A cet effet, un atelier de dépistage a vu défiler à longueur de journée
de jeudi des centaines de personnes. Ces dernières ont bénéficié d’un
dépistage gratuitement et prises en charge par une équipe spécialisée.
Ainsi, les ateliers diététiques, éducation et activités ludiques, gérés
par des spécialistes en endocrinologie, diabétologie et ophtalmologie,
auront permis aux visiteurs d’obtenir les conseils, informations et
orientations nécessaires concernant la maladie comme le fait de
promouvoir des styles de vie saine afin de prévenir le diabète de type 2
chez l’enfant et réduire l’acidocétose. Le président de la Société
algérienne de diabétologie, le Pr Khalfa, à l’occasion, a mis l'accent
sur le rôle des médecins, des spécialistes et de la société civile en
matière de sensibilisation en vue d'une meilleure prise en charge des
personnes atteintes de diabète. «Des programmes de prévention sont
élaborés par le ministère de la Santé, de la Population et de la Réforme
hospitalière », mentionnera, au passage, la représentante de ce
département. De ce fait, la prise en charge des malades est ainsi
assurée à travers des Maisons du diabète, créées dans toutes les wilayas
du pays. Enfin, dans le but d’une réduction de la mortalité infantile
liée au diabète «la mise en place d’une clinique mobile permettant de
soigner les enfants atteints, sillonnera sillonnera le pays très
prochainement». C’est, du moins, l’objectif de Novo Nordisk.
5000 cas de diabète infantile à Alger
Sédentarité, mauvaises habitudes alimentaires, facteurs génétiques
sont autant de facteurs «incriminés » dans l’augmentation du taux de
diabète infantile. On apprendra que 5 000 enfants atteints du diabète
ont été recensés au niveau d'Alger, selon le Pr Farida Menadi Lacete,
chef d’unité diabétologie au CHU Nafissa-Hamoud (ex-Parnet) et
présidente de l’Association des diabétiques d'Alger. Cette dernière
précisera que près de «80 % de ces enfants sont traités dans le secteur
public et 20 % dans le privé». En outre, 10 % des nouveaux cas de
diabète chez l'enfant sont recensés chaque année, dont 800 nouveaux cas
de diabète infantile dans le seul hôpital Parnet. Il faut savoir que 3 à
4 nouveaux cas sont diagnostiqués mensuellement. Hormis les facteurs
héréditaires et environnementaux, le Dr Lacete abordera le
dysfonctionnement dans l'alimentation de la mère durant la grossesse.

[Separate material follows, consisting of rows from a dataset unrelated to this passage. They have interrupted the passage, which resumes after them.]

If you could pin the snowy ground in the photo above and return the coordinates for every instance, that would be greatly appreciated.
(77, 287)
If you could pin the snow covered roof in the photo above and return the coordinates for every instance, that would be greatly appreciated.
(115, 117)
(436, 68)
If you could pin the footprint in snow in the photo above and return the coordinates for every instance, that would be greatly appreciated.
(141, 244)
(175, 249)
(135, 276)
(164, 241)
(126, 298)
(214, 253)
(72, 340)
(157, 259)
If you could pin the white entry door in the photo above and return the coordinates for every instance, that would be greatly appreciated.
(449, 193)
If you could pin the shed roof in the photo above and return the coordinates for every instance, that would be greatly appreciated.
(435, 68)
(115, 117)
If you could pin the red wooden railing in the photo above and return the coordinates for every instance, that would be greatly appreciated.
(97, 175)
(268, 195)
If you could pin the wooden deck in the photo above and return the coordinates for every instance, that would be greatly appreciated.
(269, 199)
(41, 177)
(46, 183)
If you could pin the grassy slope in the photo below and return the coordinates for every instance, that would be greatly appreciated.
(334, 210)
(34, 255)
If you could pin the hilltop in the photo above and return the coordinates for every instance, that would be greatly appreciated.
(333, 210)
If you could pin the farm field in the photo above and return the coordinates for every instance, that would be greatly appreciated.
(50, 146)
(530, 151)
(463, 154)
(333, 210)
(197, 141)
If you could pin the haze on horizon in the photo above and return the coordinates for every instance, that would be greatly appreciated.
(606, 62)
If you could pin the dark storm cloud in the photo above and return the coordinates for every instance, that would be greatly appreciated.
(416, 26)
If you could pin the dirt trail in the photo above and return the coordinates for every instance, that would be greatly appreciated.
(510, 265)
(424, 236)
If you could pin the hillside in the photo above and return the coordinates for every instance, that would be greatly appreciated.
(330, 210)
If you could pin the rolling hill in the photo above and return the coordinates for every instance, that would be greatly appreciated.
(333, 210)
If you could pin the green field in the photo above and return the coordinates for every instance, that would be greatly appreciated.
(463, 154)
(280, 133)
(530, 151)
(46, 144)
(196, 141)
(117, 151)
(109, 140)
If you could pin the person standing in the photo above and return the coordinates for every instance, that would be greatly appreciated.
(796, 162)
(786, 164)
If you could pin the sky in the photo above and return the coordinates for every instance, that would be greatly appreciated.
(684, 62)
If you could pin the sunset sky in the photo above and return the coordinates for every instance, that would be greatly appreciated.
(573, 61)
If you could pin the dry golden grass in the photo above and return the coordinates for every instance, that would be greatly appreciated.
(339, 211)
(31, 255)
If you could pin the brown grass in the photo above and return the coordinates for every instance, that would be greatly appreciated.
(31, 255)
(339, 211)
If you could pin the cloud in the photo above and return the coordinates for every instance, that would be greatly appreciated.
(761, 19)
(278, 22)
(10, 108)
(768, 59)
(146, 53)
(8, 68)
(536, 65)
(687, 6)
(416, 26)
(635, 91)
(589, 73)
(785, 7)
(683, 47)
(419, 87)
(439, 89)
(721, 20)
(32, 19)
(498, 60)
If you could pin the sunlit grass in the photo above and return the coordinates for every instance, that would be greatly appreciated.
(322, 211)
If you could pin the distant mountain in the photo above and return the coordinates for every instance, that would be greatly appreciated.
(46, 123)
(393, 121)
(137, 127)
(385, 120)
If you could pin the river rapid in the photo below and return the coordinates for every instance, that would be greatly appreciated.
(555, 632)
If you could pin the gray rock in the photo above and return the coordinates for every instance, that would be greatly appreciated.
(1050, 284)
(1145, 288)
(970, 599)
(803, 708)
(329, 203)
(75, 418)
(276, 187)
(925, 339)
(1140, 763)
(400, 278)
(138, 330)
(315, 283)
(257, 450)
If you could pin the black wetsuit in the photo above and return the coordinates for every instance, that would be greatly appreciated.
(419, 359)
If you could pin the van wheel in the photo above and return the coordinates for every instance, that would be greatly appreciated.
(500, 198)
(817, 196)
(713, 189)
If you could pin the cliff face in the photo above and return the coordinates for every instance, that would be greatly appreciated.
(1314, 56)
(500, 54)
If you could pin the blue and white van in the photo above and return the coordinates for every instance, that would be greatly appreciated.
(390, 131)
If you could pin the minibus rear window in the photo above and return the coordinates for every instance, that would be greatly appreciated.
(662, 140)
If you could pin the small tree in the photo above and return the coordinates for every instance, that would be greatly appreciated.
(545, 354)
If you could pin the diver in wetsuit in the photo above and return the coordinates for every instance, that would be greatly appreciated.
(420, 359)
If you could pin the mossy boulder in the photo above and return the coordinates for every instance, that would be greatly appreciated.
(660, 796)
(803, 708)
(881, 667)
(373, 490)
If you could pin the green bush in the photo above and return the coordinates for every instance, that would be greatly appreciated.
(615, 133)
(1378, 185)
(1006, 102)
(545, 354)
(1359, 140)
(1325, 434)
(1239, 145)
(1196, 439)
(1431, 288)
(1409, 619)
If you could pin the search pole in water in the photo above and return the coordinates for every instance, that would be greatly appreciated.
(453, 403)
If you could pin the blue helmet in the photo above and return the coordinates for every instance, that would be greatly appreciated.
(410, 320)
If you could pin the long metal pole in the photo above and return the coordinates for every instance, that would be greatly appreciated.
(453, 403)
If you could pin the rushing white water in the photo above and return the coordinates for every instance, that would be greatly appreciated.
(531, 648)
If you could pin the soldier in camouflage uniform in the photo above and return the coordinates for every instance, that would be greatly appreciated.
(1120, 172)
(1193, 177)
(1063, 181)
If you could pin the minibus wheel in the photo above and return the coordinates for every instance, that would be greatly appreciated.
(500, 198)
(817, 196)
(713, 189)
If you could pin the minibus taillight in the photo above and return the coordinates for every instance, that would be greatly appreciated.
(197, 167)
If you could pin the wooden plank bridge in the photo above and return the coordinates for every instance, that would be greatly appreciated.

«L'état de ces malades requiert une trithérapie, à savoir le contrôle de
la glycémie, l'utilisation de l'insuline et l'incitation des enfants à
la pratique du sport», dira la spécialiste. Elle rappellera les signes
précurseurs évidents dans le diabète infantile. Ainsi, une fréquente
envie d’uriner, une soif excessive, la perte de poids et la fatigue
«sont parfois totalement ignorés», et le diabète est ainsi confondu avec
la grippe ou reste non diagnostiqué. Pour sa part, Jean-Paul Digy
affirme que le nombre de diabétiques à travers le monde a atteint 250
millions. Un nombre susceptible d’augmentation dans les années à venir.
Les pays en développement viennent en tête de liste, avec 80 % de cas en
Afrique uniquement. M. Didy mettra l’accent sur l’impératif du
diagnostic précoce, pour un meilleur traitement de la maladie. Selon ce
dernier, «90 % des diabétiques courent le risque d'une amputation, alors
que seulement à 6 % sont bien soignés». Evoquant le coût du traitement,
M. Digy rappellera que «le plus coûteux reste la prise en charge».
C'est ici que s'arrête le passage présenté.